Я пришла в спортивных байковых штанах, с чемоданчиком, стриженая под мальчишку. Встала у рояля, положив на него руку, чем вызвала недоуменный взгляд у пианистки. "Я буду читать монолог Ларисы из "Бесприданницы!" заявила я, убив этим всю комиссию. А голос у меня был такой же, как сейчас. Набрала воздух, обвела всех туманным взглядом и начала: "Я давеча за Волгу смотрела. Как там хорошо..." Телешева по графинчику постучала: "Спасибо, деточка!" И вдруг Эйзенштейн, чьих глаз из подо лба никогда не было видно, говорит: "Королева, вы с нами шутить будете?" У меня - слезы градом. "Деточка, давайте что-нибудь комедийное!" Я еще больше разрыдалась оскорбили! Я же героиня! А они из меня клоуна делают. Но собралась: "У меня Чехов есть. Рассказ "Неудача". Прочесть?" Одобрили: "Вот это давайте". Дослушали до конца. А потом дали задание на этюд: разговор по телефону с больным отцом, затем с начальником и с любимым человеком.
На экзамене по режиссуре Эйзенштейн обязательно спрашивал и по своим работам:
- Какая у меня последняя картина?
- "Александр Невский".
- Ну что ты можешь сказать? Картина понравилась?
- Очень. Я смотрела ее несколько раз.
- А кто автор?
- Павленко.
- Кто композитор?
- Прокофьев.
- Кто актеры? Какие сцены понравились? Что привлекло в режиссуре?
- Мне понравился эпизод "Кольчужка коротка" и разговор о том, как прижать тевтонцев. Вами был придуман интересный ход - "зажать между двух берез и нарушить!" Это мне запомнилось.
Он на меня посмотрел:
- Память хорошая. А музыка?
Поговорили о музыке, о работе художника. Вдруг он достал огромную связку прошнурованных бечевкой репродукций - ну там все было, начиная с византийского искусства. А фамилии мастеров и эпоха были заклеены. Сергей Михайлович брал репродукции веером, и на какую показывал пальцем, нужно было безукоризненно назвать мастера и картину.
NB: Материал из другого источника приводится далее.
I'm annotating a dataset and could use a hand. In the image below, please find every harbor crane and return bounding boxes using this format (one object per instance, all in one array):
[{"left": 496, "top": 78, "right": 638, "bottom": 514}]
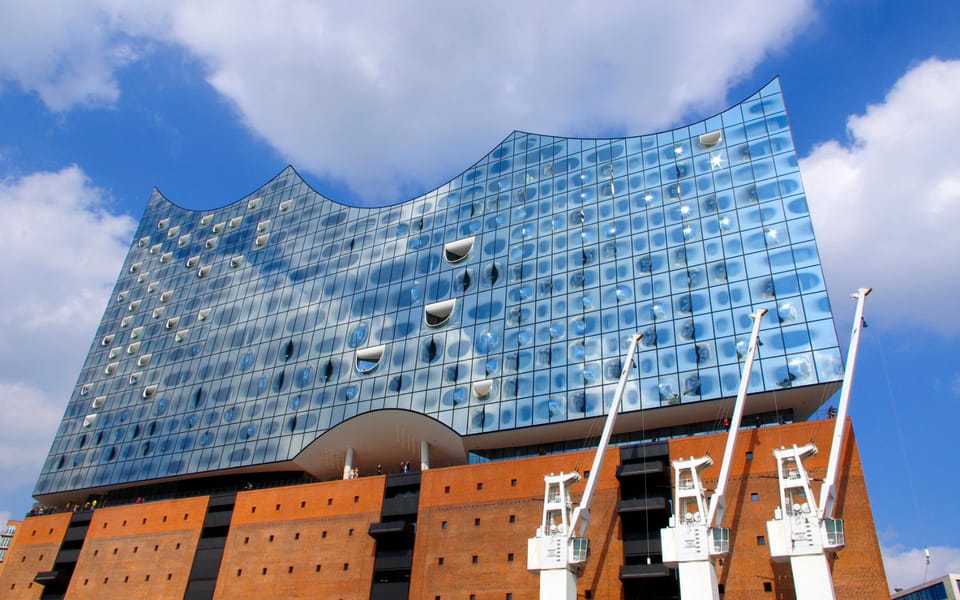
[
  {"left": 766, "top": 288, "right": 871, "bottom": 599},
  {"left": 527, "top": 332, "right": 643, "bottom": 600},
  {"left": 659, "top": 309, "right": 767, "bottom": 600}
]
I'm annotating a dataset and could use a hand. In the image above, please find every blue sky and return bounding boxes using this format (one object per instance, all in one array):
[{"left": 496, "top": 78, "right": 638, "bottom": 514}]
[{"left": 1, "top": 1, "right": 958, "bottom": 591}]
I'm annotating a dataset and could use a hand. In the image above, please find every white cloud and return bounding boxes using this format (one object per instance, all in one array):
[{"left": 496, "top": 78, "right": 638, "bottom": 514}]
[
  {"left": 0, "top": 1, "right": 816, "bottom": 200},
  {"left": 800, "top": 58, "right": 960, "bottom": 336},
  {"left": 166, "top": 0, "right": 815, "bottom": 201},
  {"left": 0, "top": 2, "right": 149, "bottom": 110},
  {"left": 0, "top": 383, "right": 64, "bottom": 486},
  {"left": 0, "top": 167, "right": 135, "bottom": 512},
  {"left": 883, "top": 543, "right": 960, "bottom": 593}
]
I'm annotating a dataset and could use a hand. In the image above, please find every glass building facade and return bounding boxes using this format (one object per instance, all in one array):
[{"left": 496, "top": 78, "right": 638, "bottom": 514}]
[{"left": 35, "top": 78, "right": 841, "bottom": 499}]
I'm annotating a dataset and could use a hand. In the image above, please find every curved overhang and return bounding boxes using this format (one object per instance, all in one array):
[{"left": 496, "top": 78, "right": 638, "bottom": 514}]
[{"left": 293, "top": 409, "right": 468, "bottom": 479}]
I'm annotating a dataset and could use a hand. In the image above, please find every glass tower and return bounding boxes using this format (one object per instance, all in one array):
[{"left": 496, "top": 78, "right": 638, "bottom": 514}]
[{"left": 35, "top": 78, "right": 841, "bottom": 501}]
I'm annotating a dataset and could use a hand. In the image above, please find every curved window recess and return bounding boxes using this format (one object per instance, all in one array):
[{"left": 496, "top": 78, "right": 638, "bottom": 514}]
[
  {"left": 130, "top": 326, "right": 144, "bottom": 340},
  {"left": 91, "top": 395, "right": 106, "bottom": 409},
  {"left": 129, "top": 372, "right": 141, "bottom": 385},
  {"left": 147, "top": 281, "right": 159, "bottom": 293},
  {"left": 138, "top": 236, "right": 150, "bottom": 248},
  {"left": 205, "top": 236, "right": 219, "bottom": 250},
  {"left": 212, "top": 221, "right": 225, "bottom": 233},
  {"left": 142, "top": 384, "right": 158, "bottom": 399},
  {"left": 152, "top": 307, "right": 164, "bottom": 319},
  {"left": 230, "top": 255, "right": 244, "bottom": 268},
  {"left": 157, "top": 218, "right": 170, "bottom": 230},
  {"left": 425, "top": 299, "right": 457, "bottom": 327},
  {"left": 254, "top": 233, "right": 270, "bottom": 247},
  {"left": 200, "top": 214, "right": 213, "bottom": 226},
  {"left": 197, "top": 308, "right": 211, "bottom": 322},
  {"left": 322, "top": 360, "right": 335, "bottom": 382},
  {"left": 186, "top": 256, "right": 199, "bottom": 268},
  {"left": 137, "top": 353, "right": 152, "bottom": 367},
  {"left": 166, "top": 225, "right": 180, "bottom": 239},
  {"left": 104, "top": 362, "right": 118, "bottom": 375},
  {"left": 116, "top": 290, "right": 129, "bottom": 303},
  {"left": 229, "top": 216, "right": 243, "bottom": 228},
  {"left": 256, "top": 219, "right": 271, "bottom": 233},
  {"left": 177, "top": 234, "right": 190, "bottom": 247},
  {"left": 160, "top": 291, "right": 173, "bottom": 303},
  {"left": 120, "top": 316, "right": 132, "bottom": 328},
  {"left": 165, "top": 316, "right": 181, "bottom": 330},
  {"left": 160, "top": 252, "right": 172, "bottom": 264},
  {"left": 355, "top": 345, "right": 385, "bottom": 374},
  {"left": 149, "top": 244, "right": 162, "bottom": 255},
  {"left": 101, "top": 334, "right": 115, "bottom": 346},
  {"left": 128, "top": 300, "right": 141, "bottom": 312},
  {"left": 699, "top": 130, "right": 723, "bottom": 147},
  {"left": 108, "top": 347, "right": 120, "bottom": 360},
  {"left": 80, "top": 384, "right": 91, "bottom": 396},
  {"left": 444, "top": 236, "right": 475, "bottom": 263},
  {"left": 82, "top": 414, "right": 97, "bottom": 428},
  {"left": 174, "top": 329, "right": 189, "bottom": 343},
  {"left": 136, "top": 271, "right": 149, "bottom": 283},
  {"left": 472, "top": 379, "right": 494, "bottom": 400},
  {"left": 278, "top": 199, "right": 293, "bottom": 213},
  {"left": 129, "top": 262, "right": 142, "bottom": 274},
  {"left": 248, "top": 197, "right": 261, "bottom": 210},
  {"left": 126, "top": 342, "right": 141, "bottom": 355},
  {"left": 197, "top": 265, "right": 211, "bottom": 278}
]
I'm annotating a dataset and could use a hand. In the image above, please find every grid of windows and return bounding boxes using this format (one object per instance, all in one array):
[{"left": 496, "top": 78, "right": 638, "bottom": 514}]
[{"left": 35, "top": 79, "right": 841, "bottom": 496}]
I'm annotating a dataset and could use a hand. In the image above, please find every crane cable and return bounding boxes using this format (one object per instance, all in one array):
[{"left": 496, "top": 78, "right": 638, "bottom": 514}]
[{"left": 876, "top": 330, "right": 928, "bottom": 583}]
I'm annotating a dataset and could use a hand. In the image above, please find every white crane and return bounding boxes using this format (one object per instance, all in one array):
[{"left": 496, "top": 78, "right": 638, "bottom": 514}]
[
  {"left": 660, "top": 308, "right": 767, "bottom": 600},
  {"left": 527, "top": 333, "right": 643, "bottom": 600},
  {"left": 766, "top": 287, "right": 871, "bottom": 599}
]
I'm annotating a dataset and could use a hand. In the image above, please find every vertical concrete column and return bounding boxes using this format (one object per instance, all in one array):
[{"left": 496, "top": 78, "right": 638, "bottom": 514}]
[
  {"left": 343, "top": 447, "right": 354, "bottom": 480},
  {"left": 420, "top": 440, "right": 430, "bottom": 471}
]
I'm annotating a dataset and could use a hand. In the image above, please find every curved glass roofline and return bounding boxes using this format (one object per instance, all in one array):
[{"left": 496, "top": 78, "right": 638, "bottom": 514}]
[{"left": 148, "top": 77, "right": 784, "bottom": 213}]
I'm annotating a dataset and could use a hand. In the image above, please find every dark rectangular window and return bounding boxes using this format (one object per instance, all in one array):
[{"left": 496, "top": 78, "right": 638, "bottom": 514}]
[
  {"left": 472, "top": 555, "right": 478, "bottom": 564},
  {"left": 763, "top": 582, "right": 772, "bottom": 592},
  {"left": 438, "top": 557, "right": 444, "bottom": 565},
  {"left": 751, "top": 492, "right": 759, "bottom": 501},
  {"left": 507, "top": 553, "right": 514, "bottom": 561},
  {"left": 511, "top": 479, "right": 517, "bottom": 487},
  {"left": 757, "top": 536, "right": 766, "bottom": 545},
  {"left": 509, "top": 514, "right": 516, "bottom": 523}
]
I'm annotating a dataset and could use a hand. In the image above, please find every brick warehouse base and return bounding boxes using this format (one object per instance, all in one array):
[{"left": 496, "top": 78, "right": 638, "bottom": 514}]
[{"left": 0, "top": 419, "right": 887, "bottom": 599}]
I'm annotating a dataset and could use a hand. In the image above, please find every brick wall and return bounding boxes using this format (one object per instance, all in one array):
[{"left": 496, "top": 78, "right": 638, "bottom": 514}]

Из десяти репродукций я не угадала только две. Как я уже говорила, знанием живописи я обязана прежде всего моему отцу, потому что с семи лет он водил нас и в Третьяковку, и в Пушкинский музей, который раньше назывался Музеем изобразительных искусств.
Так что экзамены были очень сложными. А после войны ситуация изменилась. Когда я об этом спросила у Стасика Ростоцкого, он сказал, что требования при приеме во ВГИК были средними. Но что значит "средними"? Я точно знаю, что аттестат по десяти предметам уже никого не интересовал. Сдавали историю КПСС, литературу и язык.
* * *
С января нового года начались занятия в мастерской Сергея Михайловича. Нельзя сказать, что он требовал от студентов чего-то невозможного. Но ему и в голову не могло прийти, что мы чего-то не знаем. Так что нам постоянно приходилось "быть на подхвате" у его эрудиции. К началу занятий курс состоял из сорока человек. Через семестр - из двадцати восьми. К третьему курсу осталось всего четырнадцать. Ко мне у Мастера было особое отношение. Не знаю, помнил ли он мое имя, так как величал меня Кралевной. Входя в аудиторию, он неизменно спрашивал: "Кралевна здесь?" - "Здесь",- робко отвечала я. "Тогда начинаем!"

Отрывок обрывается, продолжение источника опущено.